There are constant debates on SDGs since its inception including its meaning, history as well as its implications in development theory and practice. Amongst them is the persistent lack of direct references to the Indigenous Peoples (IPs) in many areas that are closely relevant to their issues. This has resulted in the rights of IPs including collective rights, cultural integrity and Free Prior and Informed Consent (FPIC), as well as their holistic and self-determined development approaches not reflected in the SDGs among others. Therefore, it is of utmost importance that stakeholders from all walks of the societies at the national, regional and international levels including and especially the IPs request their rights and aspirations in all dimensions of sustainable development to be manifested in the agenda aligning with the UNDRIP, 2007 and ILOConvention 169.
The inclusion of IPs and the active engagement and contribution by the IPs in the 2030 SDGs agenda shall promote the recognition and protection of their rights, aspirations, and self-determined sustainable development. Equally, IPs are an indispensable component if SDGs were to be fully achieved.
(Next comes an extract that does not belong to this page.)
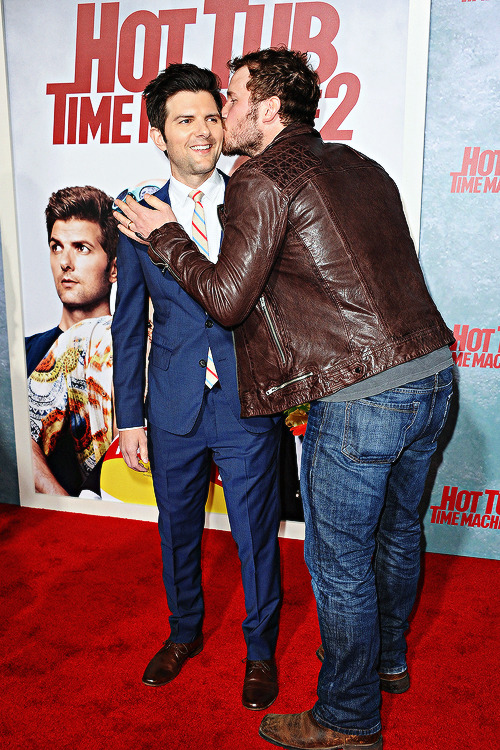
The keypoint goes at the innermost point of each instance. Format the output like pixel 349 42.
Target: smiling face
pixel 80 267
pixel 242 134
pixel 192 136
AIPP has played a significant role in this endeavour of building capacities of the IPsfor their effective, meaningful and sustainable engagement in the SDGs processes and mechanisms including research and documentation on SDGs related data for advocacy and awareness-raising among others.
This publication, a collaborative work of AIPP, 13 experts and our IPs, member/partner organizations, supplements the first version of the practical guide on SDGs 2030 with additional resource materials and more practical cases in connection to the IPs, particularly Indigenous Women in a simplified and reader-friendly version.